• No results found

2.6/1 visiekaart algemeen

16 zienswijze van: 264

Samenvatting: Op de visiekaart ontbreken de dorpen Westbroek en Hollandsche Rading.

Reactie PS: Het gaat hier om een abstracte kaart waarbij geen volledigheid is nagestreefd. Het ontbreken van deze dorpen doet niets af aan de doelstellingen van de kaart. Desalniettemin zullen we de dorpen alsnog opnemen op de visiekaart.

Besluit PS: PRS aanpassen door de kernen Westbroek en Hollandsche Rading op de visiekaart aan te geven.

2.6/2 visiekaart stedelijk- algemeen zienswijze van: 273

Samenvatting: De substantiële binnenstedelijke woningopgave zal plaatsvinden in Soesterberg. Op de visiekaart is dit gesitueerd bij de kern Soest.

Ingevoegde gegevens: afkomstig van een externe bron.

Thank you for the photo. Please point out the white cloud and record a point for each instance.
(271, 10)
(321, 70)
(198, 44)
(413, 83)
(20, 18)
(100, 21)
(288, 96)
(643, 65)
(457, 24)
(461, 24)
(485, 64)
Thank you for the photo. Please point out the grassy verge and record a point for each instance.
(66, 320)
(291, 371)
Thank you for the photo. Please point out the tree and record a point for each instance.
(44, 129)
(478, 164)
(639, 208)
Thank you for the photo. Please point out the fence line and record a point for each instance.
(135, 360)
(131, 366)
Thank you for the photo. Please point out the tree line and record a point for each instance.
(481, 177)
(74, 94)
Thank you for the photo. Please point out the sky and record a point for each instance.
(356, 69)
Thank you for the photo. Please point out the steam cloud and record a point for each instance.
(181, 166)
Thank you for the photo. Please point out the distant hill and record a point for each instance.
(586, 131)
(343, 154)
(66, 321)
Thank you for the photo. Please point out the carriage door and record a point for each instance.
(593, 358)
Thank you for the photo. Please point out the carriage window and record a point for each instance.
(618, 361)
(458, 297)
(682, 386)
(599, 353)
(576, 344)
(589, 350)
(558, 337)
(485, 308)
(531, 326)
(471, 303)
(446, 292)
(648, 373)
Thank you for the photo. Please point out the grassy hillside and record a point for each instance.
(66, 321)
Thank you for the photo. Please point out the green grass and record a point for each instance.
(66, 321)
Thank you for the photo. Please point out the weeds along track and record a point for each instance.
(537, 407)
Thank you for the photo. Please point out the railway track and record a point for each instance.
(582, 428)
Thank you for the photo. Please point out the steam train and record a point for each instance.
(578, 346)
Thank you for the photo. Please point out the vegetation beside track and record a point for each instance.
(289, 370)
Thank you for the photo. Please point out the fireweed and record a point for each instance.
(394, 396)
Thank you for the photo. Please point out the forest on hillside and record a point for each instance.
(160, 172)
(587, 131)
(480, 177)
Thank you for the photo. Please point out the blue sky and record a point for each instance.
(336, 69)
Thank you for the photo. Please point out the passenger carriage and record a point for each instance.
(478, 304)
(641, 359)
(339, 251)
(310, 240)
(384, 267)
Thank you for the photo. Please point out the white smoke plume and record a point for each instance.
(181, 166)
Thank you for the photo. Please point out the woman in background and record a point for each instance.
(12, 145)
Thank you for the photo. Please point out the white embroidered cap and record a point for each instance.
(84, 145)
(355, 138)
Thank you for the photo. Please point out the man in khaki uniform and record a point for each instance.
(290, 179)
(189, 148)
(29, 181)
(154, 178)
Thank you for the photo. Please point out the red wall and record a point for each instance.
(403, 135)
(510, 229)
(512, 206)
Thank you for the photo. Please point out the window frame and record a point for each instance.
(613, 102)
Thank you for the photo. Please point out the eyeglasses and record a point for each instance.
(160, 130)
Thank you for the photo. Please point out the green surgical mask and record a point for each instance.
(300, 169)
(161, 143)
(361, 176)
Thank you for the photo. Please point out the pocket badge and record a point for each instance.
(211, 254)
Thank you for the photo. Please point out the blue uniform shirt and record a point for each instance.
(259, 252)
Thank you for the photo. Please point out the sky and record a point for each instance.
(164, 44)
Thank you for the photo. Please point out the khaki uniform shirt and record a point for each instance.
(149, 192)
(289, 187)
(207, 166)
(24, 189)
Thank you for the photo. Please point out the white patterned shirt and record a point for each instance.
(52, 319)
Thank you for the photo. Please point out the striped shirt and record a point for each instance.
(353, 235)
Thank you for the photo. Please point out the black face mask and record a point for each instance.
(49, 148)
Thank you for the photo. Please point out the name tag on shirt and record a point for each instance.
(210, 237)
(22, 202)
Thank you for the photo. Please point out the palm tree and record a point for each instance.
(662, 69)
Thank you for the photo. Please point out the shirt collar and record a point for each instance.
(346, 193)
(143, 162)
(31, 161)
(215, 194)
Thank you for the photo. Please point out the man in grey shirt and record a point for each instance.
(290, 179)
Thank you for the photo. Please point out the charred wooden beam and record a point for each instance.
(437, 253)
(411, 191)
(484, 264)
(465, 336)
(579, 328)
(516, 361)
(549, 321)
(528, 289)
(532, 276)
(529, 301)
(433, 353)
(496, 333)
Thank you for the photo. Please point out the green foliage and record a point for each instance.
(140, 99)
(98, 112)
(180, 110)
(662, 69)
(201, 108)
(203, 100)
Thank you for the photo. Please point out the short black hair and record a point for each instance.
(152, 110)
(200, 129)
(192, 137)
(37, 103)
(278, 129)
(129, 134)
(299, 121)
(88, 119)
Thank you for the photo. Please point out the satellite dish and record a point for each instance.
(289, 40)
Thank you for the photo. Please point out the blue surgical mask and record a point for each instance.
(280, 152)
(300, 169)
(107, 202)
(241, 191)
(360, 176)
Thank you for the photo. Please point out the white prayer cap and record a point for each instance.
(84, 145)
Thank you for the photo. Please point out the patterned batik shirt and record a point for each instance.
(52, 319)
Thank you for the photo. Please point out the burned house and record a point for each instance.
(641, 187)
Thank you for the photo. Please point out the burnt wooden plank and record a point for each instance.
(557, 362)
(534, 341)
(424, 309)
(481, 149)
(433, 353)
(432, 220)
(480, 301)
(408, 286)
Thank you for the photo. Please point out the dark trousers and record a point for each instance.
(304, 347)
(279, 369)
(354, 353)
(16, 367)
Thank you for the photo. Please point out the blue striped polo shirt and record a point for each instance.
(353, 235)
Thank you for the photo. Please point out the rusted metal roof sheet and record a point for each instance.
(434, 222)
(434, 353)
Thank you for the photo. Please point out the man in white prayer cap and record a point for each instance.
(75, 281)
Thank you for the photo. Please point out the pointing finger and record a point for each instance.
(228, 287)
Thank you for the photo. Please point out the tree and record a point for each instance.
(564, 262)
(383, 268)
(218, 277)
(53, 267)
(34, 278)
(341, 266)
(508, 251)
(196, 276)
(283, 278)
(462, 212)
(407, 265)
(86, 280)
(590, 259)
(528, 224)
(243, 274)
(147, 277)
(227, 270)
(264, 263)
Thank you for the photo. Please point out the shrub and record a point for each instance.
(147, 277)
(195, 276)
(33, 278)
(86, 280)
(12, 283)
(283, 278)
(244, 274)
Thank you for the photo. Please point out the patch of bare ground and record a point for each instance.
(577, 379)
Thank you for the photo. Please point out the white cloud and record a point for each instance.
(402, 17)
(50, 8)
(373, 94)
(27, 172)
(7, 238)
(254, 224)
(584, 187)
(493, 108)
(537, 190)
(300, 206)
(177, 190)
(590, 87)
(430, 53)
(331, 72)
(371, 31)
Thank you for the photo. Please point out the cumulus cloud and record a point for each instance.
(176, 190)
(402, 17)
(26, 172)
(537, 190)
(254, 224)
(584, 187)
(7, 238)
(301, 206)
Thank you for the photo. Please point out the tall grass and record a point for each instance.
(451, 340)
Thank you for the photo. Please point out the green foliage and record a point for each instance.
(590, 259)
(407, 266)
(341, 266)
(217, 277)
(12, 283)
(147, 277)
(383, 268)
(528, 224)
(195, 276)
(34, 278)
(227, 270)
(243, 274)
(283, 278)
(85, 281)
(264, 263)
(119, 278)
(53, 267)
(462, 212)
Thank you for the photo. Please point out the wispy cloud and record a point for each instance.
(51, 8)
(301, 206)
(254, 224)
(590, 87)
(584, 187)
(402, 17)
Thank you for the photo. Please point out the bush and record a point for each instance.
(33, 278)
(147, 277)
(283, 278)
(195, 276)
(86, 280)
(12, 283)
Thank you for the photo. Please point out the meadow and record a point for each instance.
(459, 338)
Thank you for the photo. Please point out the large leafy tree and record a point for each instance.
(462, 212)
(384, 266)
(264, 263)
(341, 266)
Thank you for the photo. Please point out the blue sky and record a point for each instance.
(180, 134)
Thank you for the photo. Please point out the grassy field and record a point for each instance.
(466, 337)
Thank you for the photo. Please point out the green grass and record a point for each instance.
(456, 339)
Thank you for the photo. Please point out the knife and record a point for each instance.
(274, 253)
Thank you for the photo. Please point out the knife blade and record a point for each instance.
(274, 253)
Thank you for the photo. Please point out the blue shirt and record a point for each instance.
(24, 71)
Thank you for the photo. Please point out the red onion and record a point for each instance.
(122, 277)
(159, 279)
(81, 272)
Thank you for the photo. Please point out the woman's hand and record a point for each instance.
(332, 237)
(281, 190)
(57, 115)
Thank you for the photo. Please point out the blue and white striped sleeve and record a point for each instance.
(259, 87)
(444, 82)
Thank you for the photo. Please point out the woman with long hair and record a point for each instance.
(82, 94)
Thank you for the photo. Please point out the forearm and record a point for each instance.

Reactie PS: Wij zijn het met de indiener eens dat de mogelijkheden voor binnenstedelijke

woningbouw in de gemeente Soest zich voornamelijk bevinden in de kern Soesterberg. Dit is ook als zodanig terug te vinden in het stedelijk programma (PRS-paragraaf 5.5.1.6). Op de visiekaart geven we in geabstraheerde vorm, op hoofdlijnen, de woningbouwmogelijkheden weer. Daarbij hebben we ervoor gekozen om de aanduiding voor de binnenstedelijke mogelijkheden te situeren bij de

hoofdkern van de gemeente.

Besluit PS: geen aanleiding tot aanpassing.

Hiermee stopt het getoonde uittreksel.